WTO: Blockchain Holds Great Opportunities for International Trade But Challenges Remain

WTO: Blockchain Holds Great Opportunities for International Trade But Challenges Remain

by December 11, 2018

Blockchain is perceived by many as the next big game-changer in trade, promising to enhance the efficiency of processes and help trade move closer to becoming paperless. However, the challenges to overcome are equivalent to the opportunities offered by the technology, according to a new report by the World Trade Organization (WTO).

Blockchain International Trade Shipping containers, PxHere

Image: Shipping containers, PxHere

In a report titled Can Blockchain Revolutionize International Trade?, the WTO analyzes the relevance of blockchain technology for international trade and discusses the potential of blockchain for reducing costs and enhancing supply chain transparency as well as the opportunities to provide for small-scale producers and companies.

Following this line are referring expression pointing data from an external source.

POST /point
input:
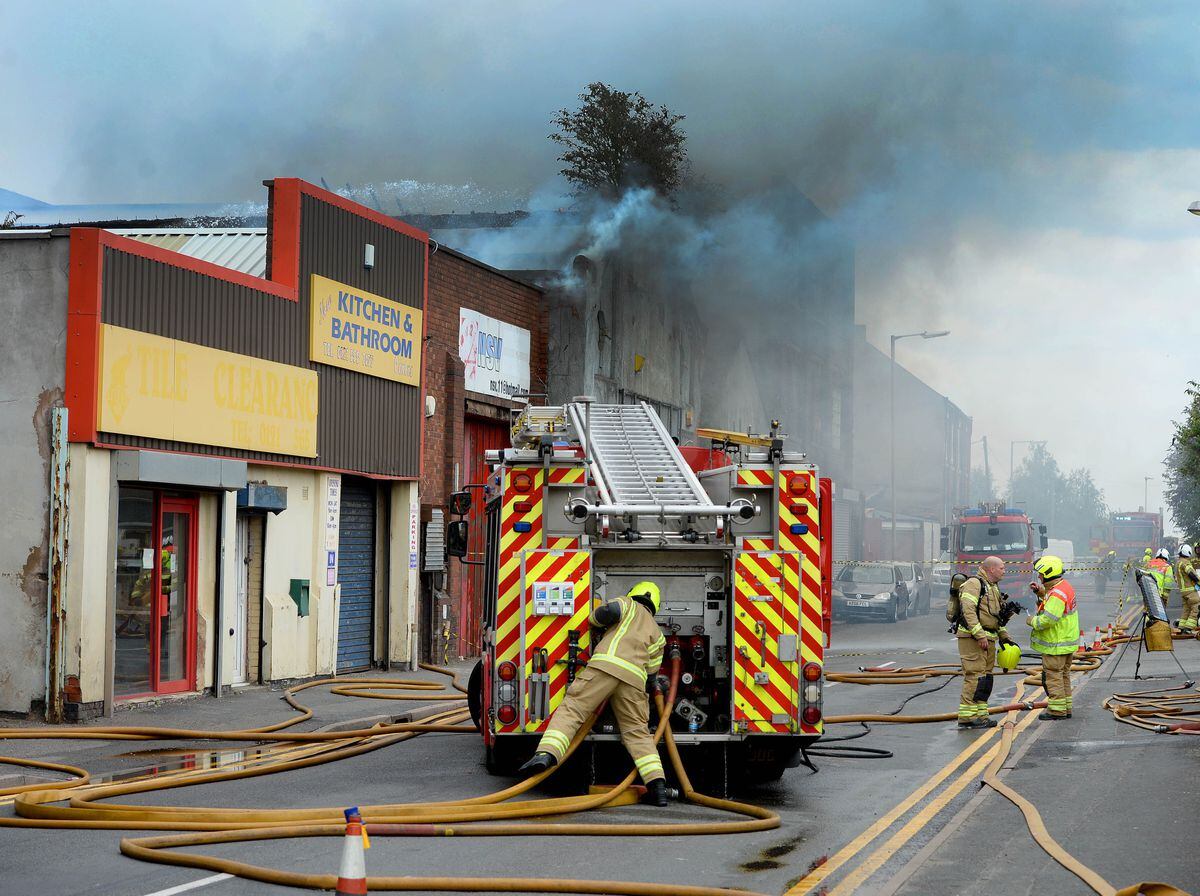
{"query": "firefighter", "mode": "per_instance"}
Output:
(1055, 633)
(1189, 588)
(978, 630)
(1162, 569)
(629, 655)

“Blockchain, which allows digital records and information to be shared in a secure, transparent and immutable manner without relying on a single trusted third party, offers interesting promises,” the organization explains.

“[Blockchain] could have a significant impact on the way trade operations are conducted, from financial to physical cross-border trade transactions, reducing processing, verification, tracking, coordination and transport costs by streamlining and digitalizing processes that involve multiple stakeholders and have, until now, remained highly dependent on paper. It could reduce fraud, improve the administration of intellectual property (IP) rights, enhance traceability and trust in value chains, and open new opportunities for small companies.

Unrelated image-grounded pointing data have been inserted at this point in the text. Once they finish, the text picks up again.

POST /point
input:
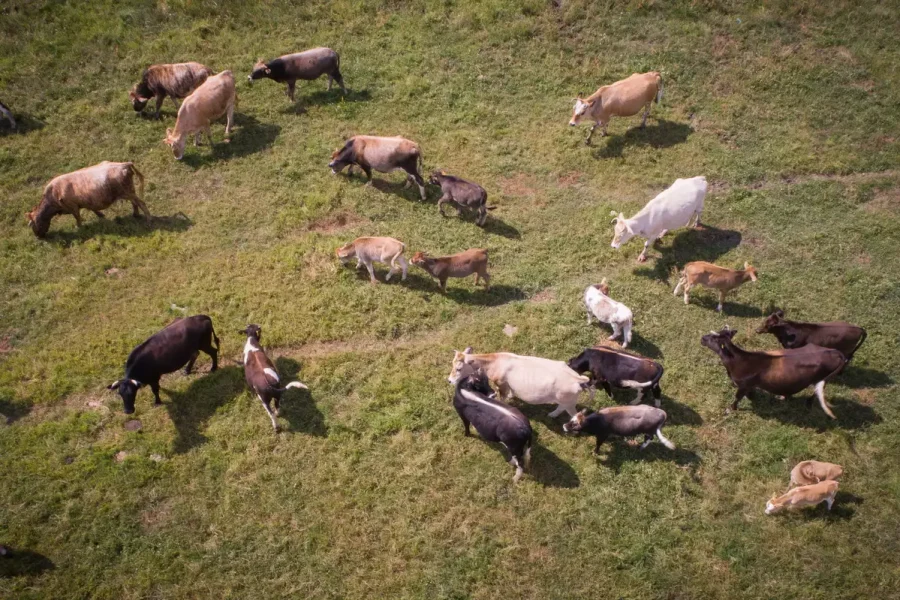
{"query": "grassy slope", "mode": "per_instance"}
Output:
(372, 491)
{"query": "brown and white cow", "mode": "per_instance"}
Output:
(93, 188)
(213, 99)
(623, 98)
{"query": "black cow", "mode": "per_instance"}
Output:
(613, 368)
(166, 351)
(476, 404)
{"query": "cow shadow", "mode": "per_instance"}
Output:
(302, 414)
(191, 409)
(706, 244)
(662, 135)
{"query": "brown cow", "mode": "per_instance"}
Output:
(93, 188)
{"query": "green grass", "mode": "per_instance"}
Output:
(790, 109)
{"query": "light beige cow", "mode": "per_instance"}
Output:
(623, 98)
(367, 250)
(213, 99)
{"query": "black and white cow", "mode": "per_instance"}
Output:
(166, 351)
(613, 368)
(261, 375)
(476, 404)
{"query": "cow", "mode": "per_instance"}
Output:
(476, 404)
(623, 98)
(261, 375)
(610, 368)
(606, 310)
(93, 188)
(809, 472)
(213, 99)
(807, 495)
(462, 264)
(166, 351)
(462, 194)
(624, 421)
(781, 372)
(715, 277)
(306, 65)
(841, 336)
(176, 81)
(367, 250)
(678, 206)
(529, 378)
(384, 154)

“By breaking the various silos that currently exist between the many parties involved in cross-border trade transactions, blockchain could bring trade globalization to another level.”

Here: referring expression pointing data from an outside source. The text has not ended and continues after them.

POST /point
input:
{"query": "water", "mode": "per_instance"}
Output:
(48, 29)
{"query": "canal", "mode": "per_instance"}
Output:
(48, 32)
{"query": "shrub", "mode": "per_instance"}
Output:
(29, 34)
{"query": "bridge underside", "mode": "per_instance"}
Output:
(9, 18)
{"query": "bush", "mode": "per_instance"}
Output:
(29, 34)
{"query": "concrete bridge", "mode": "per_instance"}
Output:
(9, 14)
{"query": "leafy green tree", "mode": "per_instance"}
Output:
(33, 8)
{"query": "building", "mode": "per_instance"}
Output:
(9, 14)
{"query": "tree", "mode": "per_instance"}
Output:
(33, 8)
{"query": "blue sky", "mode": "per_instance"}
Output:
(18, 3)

Opportunities and challenges

World Trade Organization, WTO.org

Image: World Trade Organization, WTO.org

According to the WTO, the characteristics of blockchain technology make it a potentially interesting tool to help implement the WTO Trade Facilitation Agreement (TFA), which focuses on facilitation efforts to reduce the costs and time needed to export and import goods, as well as to facilitate business-to-government (B2G) and government-to-government (G2G) processes at the national level.

Another area that could be impacted by blockchain is insurance. Using smart contracts to automate processes could help reduce administrative procedures and costs, and facilitate the handling claims, and management of multinational insurance contracts.

Blockchain technology can also be used to improve the administration and enforcement of intellectual IP rights across multiple jurisdictions, enhance government procurement processes, and promote transparency and traceability of supply chains.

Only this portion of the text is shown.